Systematic biases in determining dust attenuation curves through galaxy SED fitting

While the slope of the dust attenuation curve (delta) is found to correlate with effective dust attenuation (A(V)) as obtained through spectral energy distribution (SED) fitting, it remains unknown how the fitting degeneracies shape this relation. We examine the degeneracy effects by fitting SEDs of a sample of local star-forming galaxies (SFGs) selected from the Galaxy And Mass Assembly survey, in conjunction with mock galaxy SEDs of known attenuation parameters.
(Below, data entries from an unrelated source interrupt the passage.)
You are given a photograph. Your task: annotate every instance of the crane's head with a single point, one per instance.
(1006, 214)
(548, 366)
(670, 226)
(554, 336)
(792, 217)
A well-designed declining starburst star formation history is adopted to generate model SED templates with intrinsic UV slope (beta(0)) spanning over a reasonably wide range. The best-fitting beta(0) for our sample SFGs shows a wide coverage, dramatically differing from the limited range of beta(0) < -2.2 for a starburst of constant star formation. Our results show that strong degeneracies between beta(0), delta, and A(V) in the SED fitting induce systematic biases leading to a false A(V)-delta correlation. Our simulation tests reveal that this relationship can be well reproduced even when a flat A(V)-delta relation is taken to build the input model galaxy SEDs. The variations in best-fitting delta are dominated by the fitting errors. We show that assuming a starburst with constant star formation in SED fitting will result in a steeper attenuation curve, smaller degeneracy errors, and a stronger A(V)-delta relation. Our findings confirm that the A(V)-delta relation obtained through SED fitting is likely driven by the systematic biases induced by the fitting degeneracies between beta(0), delta, and A(V).